I wasn’t a huge fan of Guy Édoin’s debut feature Marécages; while Édoin showed an impressive command of form and style, he also has an Inarritu-esque obsession with misery. Édoin uses bad news and sadness like pornography uses orgasms, reveling in them to a fault. When I heard that his latest was going to be an Altman-esque multi-character story set in and around a hospital, it didn’t give me much hope. Nothing’s quite as miserable as a hospital and, while Ville-Marie isn’t nearly as misanthropic and airless as I’d feared, it certainly cements Édoin’s place as the Québécois Inarritu.

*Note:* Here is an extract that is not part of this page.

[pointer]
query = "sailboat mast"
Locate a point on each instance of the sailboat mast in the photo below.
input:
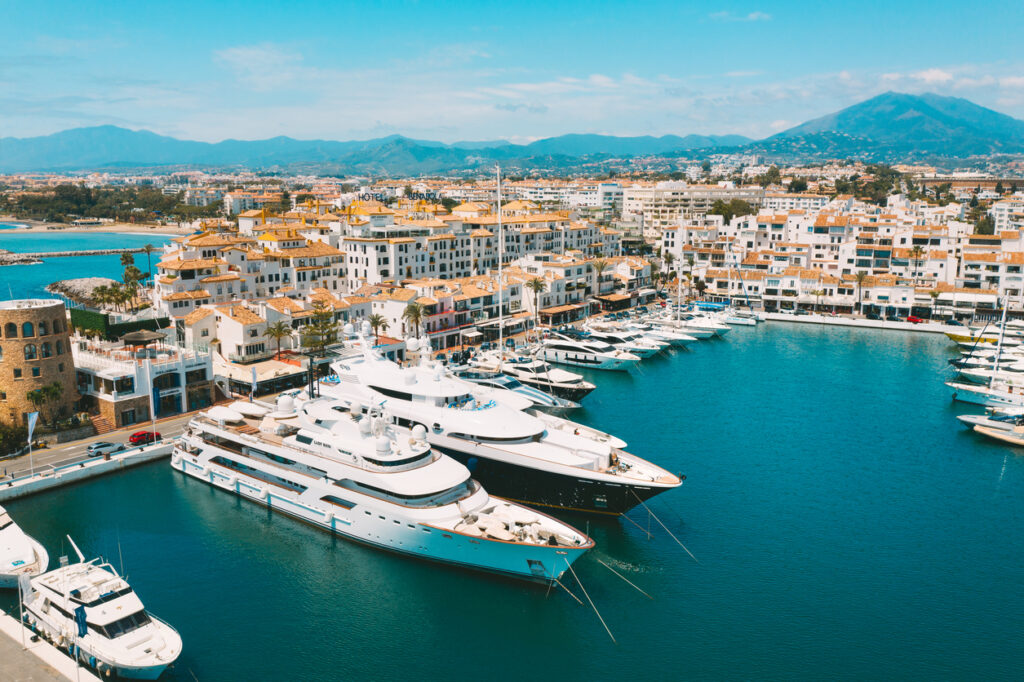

Ville-Marie follows the parallel stories of a pair of ambulance drivers (Patrick Hivon and Louis Champagne), the ER’s head nurse (Pascale Bussières), a famous French actress (Monica Bellucci) and her troubled son (Aliocha Schneider) over the course of a couple of days. All of them are bruised and battered by life on different levels and, as their paths cross, more misery and bad news is heaped upon them. Ville-Marie is sometimes positively breathtaking from a visual standpoint, Bellucci is a standout in a role that fairly explicitly points to Gena Rowlands and Édoin is in full control of the style he’s quickly developed (classical music, deliberate framing, sharp contrast photography, extreme close-ups), but he’s also in full control of the melodramatic pile-on that the script eventually turns into. Bad news simply isn’t enough — it has to be punctuated with a traumatic bit of exposition or, God forbid, some even worse news.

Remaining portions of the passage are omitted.